Reducing your risk of cancer with food
Behavior and lifestyle changes can prevent about two out of five cancers in America. Behaviors that contribute to cancer include smoking, excessive alcohol intake, poor diet and lack of physical activity.
Determining links between foods and cancer is challenging. Most people eat and drink a wide variety of food and beverages, making it hard to study people’s diets. Some food substances may increase or decrease your risk of cancer. But how you prepare that food and how much you eat also can play a role.
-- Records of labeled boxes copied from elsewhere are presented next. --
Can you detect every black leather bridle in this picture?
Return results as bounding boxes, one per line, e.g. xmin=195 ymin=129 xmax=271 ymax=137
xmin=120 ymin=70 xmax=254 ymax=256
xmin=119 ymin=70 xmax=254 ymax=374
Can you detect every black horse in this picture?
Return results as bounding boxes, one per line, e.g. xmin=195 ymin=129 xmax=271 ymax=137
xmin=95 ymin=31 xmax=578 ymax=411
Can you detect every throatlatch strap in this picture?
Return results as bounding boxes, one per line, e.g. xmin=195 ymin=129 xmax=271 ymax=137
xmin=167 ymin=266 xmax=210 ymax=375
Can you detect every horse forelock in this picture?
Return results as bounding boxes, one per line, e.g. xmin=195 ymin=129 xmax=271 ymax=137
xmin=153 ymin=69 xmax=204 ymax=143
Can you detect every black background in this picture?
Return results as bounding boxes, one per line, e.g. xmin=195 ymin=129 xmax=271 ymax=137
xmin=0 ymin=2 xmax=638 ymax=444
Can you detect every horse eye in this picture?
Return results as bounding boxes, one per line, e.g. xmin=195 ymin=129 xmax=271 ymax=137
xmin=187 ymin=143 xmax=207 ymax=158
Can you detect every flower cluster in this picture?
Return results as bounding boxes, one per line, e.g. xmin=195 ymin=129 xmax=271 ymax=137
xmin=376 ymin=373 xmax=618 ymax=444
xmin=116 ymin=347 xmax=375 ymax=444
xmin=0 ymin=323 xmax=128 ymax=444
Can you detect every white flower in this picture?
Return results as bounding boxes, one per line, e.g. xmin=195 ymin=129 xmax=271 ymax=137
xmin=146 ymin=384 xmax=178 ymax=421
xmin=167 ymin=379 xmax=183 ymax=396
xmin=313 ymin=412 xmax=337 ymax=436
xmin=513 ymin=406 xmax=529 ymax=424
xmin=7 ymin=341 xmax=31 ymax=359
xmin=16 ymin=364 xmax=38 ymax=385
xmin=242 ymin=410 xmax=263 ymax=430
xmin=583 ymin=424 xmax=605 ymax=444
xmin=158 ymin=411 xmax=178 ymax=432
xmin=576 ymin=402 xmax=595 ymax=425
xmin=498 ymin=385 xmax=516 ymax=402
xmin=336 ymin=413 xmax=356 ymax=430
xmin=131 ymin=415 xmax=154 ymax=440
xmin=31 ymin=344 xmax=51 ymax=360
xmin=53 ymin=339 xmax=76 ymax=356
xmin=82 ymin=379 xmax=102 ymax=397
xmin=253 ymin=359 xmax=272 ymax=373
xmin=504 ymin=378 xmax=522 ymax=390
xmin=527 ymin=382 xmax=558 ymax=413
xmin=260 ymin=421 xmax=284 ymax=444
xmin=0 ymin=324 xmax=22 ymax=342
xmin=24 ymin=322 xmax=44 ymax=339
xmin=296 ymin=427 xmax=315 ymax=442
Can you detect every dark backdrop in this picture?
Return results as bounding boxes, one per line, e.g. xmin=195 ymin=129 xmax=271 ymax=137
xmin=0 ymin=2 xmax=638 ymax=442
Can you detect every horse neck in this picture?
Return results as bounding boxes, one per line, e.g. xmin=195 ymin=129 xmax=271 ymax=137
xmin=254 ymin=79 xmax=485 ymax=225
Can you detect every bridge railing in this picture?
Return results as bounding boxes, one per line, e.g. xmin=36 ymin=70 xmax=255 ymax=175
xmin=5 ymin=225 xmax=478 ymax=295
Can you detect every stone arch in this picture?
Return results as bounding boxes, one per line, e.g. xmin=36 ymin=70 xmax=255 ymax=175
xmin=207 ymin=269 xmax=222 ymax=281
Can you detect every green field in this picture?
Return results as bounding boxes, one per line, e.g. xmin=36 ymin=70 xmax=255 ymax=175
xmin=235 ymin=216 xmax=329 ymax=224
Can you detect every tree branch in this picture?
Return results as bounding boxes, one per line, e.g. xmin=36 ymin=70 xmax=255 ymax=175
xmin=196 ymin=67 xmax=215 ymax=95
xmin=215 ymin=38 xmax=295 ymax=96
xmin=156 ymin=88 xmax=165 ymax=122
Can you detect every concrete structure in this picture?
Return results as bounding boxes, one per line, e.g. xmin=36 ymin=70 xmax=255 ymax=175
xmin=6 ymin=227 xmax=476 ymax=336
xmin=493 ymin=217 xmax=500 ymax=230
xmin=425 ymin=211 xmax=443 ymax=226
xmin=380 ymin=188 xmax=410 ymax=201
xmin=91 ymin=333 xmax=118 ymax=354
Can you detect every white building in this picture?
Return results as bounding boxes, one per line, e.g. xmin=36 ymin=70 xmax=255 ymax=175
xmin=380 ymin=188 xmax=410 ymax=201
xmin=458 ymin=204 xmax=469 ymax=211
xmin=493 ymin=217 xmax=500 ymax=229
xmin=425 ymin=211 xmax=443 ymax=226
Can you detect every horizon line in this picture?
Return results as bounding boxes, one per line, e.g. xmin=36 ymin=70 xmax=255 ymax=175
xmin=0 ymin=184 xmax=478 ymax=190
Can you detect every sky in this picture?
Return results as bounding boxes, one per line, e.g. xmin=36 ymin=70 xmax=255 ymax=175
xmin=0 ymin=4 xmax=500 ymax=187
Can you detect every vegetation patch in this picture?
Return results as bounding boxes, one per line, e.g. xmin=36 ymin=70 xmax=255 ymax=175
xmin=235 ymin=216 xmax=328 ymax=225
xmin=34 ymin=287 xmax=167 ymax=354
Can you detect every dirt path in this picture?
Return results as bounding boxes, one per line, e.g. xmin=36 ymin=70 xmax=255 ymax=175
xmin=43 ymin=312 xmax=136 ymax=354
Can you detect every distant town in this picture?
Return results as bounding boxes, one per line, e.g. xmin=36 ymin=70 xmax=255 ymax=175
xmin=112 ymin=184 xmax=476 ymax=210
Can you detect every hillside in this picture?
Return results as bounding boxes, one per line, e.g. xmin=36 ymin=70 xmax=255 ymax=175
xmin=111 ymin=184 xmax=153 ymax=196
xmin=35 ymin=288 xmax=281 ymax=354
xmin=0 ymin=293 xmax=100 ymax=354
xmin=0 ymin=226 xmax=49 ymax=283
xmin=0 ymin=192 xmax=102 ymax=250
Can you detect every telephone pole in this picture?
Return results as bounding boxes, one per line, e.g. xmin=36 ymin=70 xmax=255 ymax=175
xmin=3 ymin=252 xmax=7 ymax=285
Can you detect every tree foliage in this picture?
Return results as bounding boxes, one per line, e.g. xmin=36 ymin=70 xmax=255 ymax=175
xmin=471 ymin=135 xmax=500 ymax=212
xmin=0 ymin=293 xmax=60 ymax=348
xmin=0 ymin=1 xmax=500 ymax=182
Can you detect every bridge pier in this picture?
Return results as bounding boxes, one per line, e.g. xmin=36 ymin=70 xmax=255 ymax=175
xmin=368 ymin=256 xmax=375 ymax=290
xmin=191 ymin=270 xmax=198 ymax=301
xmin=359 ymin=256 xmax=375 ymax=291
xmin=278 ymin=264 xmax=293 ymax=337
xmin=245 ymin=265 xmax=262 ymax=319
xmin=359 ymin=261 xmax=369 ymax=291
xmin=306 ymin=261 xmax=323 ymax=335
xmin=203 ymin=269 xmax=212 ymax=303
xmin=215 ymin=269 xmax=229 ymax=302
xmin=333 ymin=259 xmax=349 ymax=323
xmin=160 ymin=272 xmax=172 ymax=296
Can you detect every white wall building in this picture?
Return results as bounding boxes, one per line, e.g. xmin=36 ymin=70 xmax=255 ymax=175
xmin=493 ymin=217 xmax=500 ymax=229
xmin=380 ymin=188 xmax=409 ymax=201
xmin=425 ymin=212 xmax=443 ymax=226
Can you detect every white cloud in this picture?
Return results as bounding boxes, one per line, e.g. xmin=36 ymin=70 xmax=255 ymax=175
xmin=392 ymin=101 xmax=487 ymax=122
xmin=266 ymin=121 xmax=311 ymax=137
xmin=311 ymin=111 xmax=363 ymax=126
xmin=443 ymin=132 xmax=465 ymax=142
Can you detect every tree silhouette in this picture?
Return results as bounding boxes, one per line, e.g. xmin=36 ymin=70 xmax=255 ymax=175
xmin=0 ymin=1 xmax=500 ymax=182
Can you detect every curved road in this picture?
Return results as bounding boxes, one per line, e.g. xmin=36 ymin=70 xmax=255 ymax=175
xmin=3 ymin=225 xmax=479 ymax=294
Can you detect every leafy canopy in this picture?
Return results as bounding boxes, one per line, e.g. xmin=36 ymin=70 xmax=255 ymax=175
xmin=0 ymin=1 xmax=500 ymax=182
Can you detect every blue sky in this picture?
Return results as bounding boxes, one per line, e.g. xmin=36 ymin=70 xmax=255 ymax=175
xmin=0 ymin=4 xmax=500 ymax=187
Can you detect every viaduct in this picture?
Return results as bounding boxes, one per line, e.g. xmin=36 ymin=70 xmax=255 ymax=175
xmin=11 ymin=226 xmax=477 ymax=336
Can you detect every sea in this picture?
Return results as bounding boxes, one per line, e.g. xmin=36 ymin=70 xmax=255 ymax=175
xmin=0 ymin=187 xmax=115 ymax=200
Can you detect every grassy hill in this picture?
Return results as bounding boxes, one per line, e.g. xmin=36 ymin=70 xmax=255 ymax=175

Let’s look at which foods are the most harmful and which are the most helpful in terms of cancer risk.
Red meat and processed meat. There is a strong correlation that eating too much of these meats will increase your risk of colorectal, stomach and bladder cancers. Processed meat is any meat that has been smoked or fermented or has added salt or nitrates to enhance flavor. Examples are bacon, hot dogs, and packaged deli meats. These should be rarely eaten. Consistently eating more than 18 ounces of red meat, beef or pork in a week has been shown to increase cancer risk as well.
Ultra-processed foods. Diets high in packaged foods, which are mostly sugar, oil or fat, have been linked to an increase in cancer. A large study found that for every 10% of a diet made up of ultra-processed food, the risk of cancer increased by 12%. Examples of ultra-processed foods are soda, packaged snacks, instant noodles and other foods that have long lists of unrecognizable ingredients.
Alcohol. There is strong evidence that excessive alcohol intake increases the risk for cancers of the mouth, throat, larynx, liver, esophagus, breast and colorectal. It may be that the chemicals in the alcohol damage DNA or weaken the body’s ability to process or absorb nutrients.
Vegetables. Diets heavy in vegetables have been shown to decrease the risk of cancer. Vegetables are high in antioxidants, which help neutralize harmful free radicals that can cause cancer. They also help decrease inflammation in our bodies and add fiber to help keep optimal gut function.
All vegetables are good, but some are especially beneficial. These include:
Cruciferous vegetables: broccoli, cauliflower, cabbage, kale, Brussels sprouts
Lycopene: tomatoes, pink grapefruit and watermelon
Carotenoids: carrots, sweet potatoes and other red, orange and yellow vegetables
Allium vegetables: chives, garlic, leeks and onions
Other helpful foods. Whole grains add fiber to your diet, which helps reduce the risk of digestive and colorectal cancer. Polyphenols found in herbs, spices, tea, coffee, chocolate and nuts may also help reduce cancer risk.
There is no evidence that taking any vitamin or supplement will reduce your risk of cancer. Some can actually increase your risk. A high-dosage beta-carotene supplement can increase your risk of lung cancer. High doses of vitamin E may increase the risk of prostate cancer.
A healthful diet isn’t a guarantee that you won’t develop cancer. Genetics, exposure to toxins, weight, sun exposure, smoking, activity levels and other factors also can play a role. But a healthy diet can help reduce your risk of cancer, as well as other illnesses, such as heart disease and diabetes.
Horseradish Cheddar Mashed Cauliflower
1 medium head cauliflower, cut into florets
½ cup shredded cheddar cheese
¼ cup sour cream
2 Tbsp prepared horseradish
1 Tbsp butter
½ tsp ground pepper
¼ tsp salt
2 Tbsp chopped fresh chives
Bring 1 inch of water to simmer in a large pot fitted with a steamer basket. Add cauliflower, cover, and cook until tender, about 15-20 minutes.
Remove cauliflower from basket, and drain the water. Return to pot over low heat and mash. Add cheese, sour cream, horseradish, butter, salt and pepper, and mash until smooth. Stir in chives.
Nutrition Information: 148 calories, 10 g fat, 9 g carbs, 7 g protein, 3 g fiber, 317 mg sodium
Anita Marlay, R.D., L.D., is a dietitian in the Cardiopulmonary Rehab department at Lake Regional Health System in Osage Beach, Missouri.